You’re talking about making a difference politically? No, I don’t think so. What’s going on is way too intense and horrible. You can speak your feelings like making a speech or writing an Op-Ed article. I wrote my piece on this album, At This Time because this is how I feel at this time. There are no time length considerations like “This runs seven minutes almost, how are we going to get it played on radio?” It’s not important. There is an accessible cut on the album that if we get a chance at radio certain formats might play it. That song is “Go Ask Shakespeare” with Rufus Wainwright. I made some edits on it and it’s down to a shorter radio version. When I got the first four tracks to Rob Stringer in Italy, he runs Sony/BMG in England, he’s the chairman of the board. It was his idea for me to make an adventuresome album. He said, “make an adventuresome album, Burt. Take chances.” I said, “Well you know, I’ll bring you these four and they’re not complete.” One of them was “Go Ask Shakespeare.” I had a temp vocal of me singing at the end. Rob said, Let’s see who could we out on there to sing it?” He came up with Rufus and I said “I like Rufus a lot” so it was agreed right there to get him involved with the record. I called Rufus. I got his number from a mutual friend, Steve Tyrell. I met him once in New York. He said to send him the track and he called back and said he loved it and would be glad to do it. That’s how it happened. He recorded it in England. We sent him the pro tools stuff.  It came out great. What I like about the album is there are not predictable artists on there. Well you might say the association from Painted From Memory that Elvis is predictable. But Rufus, yeah, that’s different. Then you’ve got the Dr. Dre drum loops and there’s Printz Board from the Black Eyes Peas. And you’ve also got Chris Botti who is this marvelous musical presence. This speaks very well for music that Chris Botti is having the kind of success he’s having. Basically a jazz rooted trumpet player crossing over a little bit playing old songs beautifully like “My Funny Valentine”. So there’s a hopeful side for music. How much you’ll get played on radio doesn’t seem so important. But it’s great to see a jazz instrumentalist to have a success. Who was the last one? Kenny G. It doesn’t happen often.

Why do you feel your songs connected more with female singers, people like Dionne Warwick, Dusty
Springfield, Karen Carpenter, Petula Clark, Jackie DeShannon?

I don’t know if there’s any way to analyze that except I just like working with the female voice more than the male voice. Maybe it’s more expressive and maybe it’s my feminine side coming out and being reflected by a female voice. But yeah, I’m comfortable with it. The exception might be the album I did with Ron Isley two years ago. He’s really a great soulful singer. I’m always comfortable there. Chuck Jackson, Ron Isley. But I’ve done records with white male pop artists. Bobby Vinton, Gene Pitney, B.J. Thomas.

Herb Alpert?

Yes, right. I never thought “This Guy’s In Love With You” was gonna be a big record. It was a television show. Herb was very hot and his band, The Tijuana Brass was very hot.  I was signed to A&M as an artist. There were great guys running the record company, Herb and Jerry (Moss). They asked me to do it, to write a song with Hal David, come in and write the arrangement and conduct the orchestra. I did it as a favor. If you asked me when I got in my car leaving Gold Star Studios that night and thought this was ever gonna be a hit I would have said no way. Then three or four weeks later it was number one. Wow!

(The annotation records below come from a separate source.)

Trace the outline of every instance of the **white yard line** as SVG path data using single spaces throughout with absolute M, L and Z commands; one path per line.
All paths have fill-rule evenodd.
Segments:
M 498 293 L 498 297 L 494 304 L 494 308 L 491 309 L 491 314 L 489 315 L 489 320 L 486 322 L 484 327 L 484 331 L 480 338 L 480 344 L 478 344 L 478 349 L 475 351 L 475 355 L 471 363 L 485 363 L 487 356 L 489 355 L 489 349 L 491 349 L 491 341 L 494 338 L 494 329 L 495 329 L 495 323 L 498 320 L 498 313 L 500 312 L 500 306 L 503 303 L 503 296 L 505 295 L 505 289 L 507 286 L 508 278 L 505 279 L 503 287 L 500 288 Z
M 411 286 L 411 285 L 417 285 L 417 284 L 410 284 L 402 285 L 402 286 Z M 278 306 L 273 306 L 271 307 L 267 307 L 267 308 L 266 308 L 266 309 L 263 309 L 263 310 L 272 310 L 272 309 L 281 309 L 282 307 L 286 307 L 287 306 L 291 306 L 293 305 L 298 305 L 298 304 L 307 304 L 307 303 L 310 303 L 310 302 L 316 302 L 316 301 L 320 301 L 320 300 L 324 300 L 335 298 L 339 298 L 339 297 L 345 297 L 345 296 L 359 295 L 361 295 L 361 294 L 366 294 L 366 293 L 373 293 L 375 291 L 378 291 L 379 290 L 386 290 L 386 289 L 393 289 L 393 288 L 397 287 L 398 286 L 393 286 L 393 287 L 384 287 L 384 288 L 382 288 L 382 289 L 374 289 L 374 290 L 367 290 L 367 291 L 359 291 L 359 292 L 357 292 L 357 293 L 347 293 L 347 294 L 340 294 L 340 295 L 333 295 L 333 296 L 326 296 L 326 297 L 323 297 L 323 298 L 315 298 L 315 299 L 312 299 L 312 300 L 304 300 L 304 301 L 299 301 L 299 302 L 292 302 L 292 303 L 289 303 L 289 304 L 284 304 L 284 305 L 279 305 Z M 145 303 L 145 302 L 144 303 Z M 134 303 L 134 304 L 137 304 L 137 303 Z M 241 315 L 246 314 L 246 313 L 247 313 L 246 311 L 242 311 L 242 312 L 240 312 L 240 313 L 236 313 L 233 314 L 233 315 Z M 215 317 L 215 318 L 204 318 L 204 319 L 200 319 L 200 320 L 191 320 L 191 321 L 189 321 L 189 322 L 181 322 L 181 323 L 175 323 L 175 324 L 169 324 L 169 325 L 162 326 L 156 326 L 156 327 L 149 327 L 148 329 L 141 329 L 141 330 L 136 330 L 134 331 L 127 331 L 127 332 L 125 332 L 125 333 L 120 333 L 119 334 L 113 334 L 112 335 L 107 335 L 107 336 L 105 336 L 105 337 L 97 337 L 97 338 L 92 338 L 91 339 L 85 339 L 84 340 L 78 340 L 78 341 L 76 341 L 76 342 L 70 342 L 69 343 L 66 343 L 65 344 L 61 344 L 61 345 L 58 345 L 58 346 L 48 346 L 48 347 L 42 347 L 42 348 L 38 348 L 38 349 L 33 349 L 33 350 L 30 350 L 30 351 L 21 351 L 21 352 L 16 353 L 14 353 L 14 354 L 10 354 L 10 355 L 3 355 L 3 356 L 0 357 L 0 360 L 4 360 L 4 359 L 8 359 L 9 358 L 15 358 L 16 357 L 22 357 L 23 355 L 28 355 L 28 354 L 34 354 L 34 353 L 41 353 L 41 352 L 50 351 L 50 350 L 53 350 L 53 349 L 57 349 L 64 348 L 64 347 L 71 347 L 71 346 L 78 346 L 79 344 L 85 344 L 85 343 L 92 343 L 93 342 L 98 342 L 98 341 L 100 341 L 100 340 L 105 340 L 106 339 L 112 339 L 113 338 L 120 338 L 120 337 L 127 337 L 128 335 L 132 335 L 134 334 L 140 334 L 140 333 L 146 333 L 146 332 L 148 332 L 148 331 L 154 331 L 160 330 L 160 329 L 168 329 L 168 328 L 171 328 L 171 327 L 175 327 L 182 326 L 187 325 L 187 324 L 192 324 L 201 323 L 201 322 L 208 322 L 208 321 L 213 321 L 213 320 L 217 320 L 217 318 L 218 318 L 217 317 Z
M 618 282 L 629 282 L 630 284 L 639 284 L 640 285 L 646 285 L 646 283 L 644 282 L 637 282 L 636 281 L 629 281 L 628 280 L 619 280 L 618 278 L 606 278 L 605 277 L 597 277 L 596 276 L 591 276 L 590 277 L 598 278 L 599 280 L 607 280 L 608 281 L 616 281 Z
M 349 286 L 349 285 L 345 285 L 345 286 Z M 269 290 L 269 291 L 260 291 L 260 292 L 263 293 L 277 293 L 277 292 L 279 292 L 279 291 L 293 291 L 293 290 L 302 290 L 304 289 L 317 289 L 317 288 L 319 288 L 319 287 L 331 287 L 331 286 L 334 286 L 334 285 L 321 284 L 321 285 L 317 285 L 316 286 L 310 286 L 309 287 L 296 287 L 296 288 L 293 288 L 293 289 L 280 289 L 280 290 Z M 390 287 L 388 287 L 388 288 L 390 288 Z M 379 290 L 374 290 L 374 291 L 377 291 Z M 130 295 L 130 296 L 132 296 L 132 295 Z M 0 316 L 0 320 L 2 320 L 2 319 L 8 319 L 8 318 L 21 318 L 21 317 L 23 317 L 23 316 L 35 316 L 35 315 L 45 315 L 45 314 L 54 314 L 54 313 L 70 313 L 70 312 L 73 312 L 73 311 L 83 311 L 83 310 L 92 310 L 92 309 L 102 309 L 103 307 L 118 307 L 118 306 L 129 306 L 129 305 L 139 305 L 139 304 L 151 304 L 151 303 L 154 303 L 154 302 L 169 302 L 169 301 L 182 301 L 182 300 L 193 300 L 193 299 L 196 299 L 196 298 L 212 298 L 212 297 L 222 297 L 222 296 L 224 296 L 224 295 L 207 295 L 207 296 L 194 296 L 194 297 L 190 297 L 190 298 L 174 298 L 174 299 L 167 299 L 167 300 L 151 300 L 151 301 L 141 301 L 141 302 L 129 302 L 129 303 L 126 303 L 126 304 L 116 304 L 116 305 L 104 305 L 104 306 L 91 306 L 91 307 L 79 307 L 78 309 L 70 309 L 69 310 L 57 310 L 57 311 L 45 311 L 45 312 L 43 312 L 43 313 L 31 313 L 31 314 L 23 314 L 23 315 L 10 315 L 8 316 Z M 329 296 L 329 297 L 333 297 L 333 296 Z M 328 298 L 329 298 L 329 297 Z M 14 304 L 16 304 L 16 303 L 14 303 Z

Writing a great song, how long does that feeling stick with you?

It’s like winning an award. It’s great when it happens. It’s like winning an Academy Award or winning two with Butch Cassidy & The Sundance Kid  with “Raindrops (Keep Falling On My Head”). You can’t get a more extreme high. You bask in it the next day but then you’ve gotta move on. You know? You have to move on.

What made your partnership with Hal David work?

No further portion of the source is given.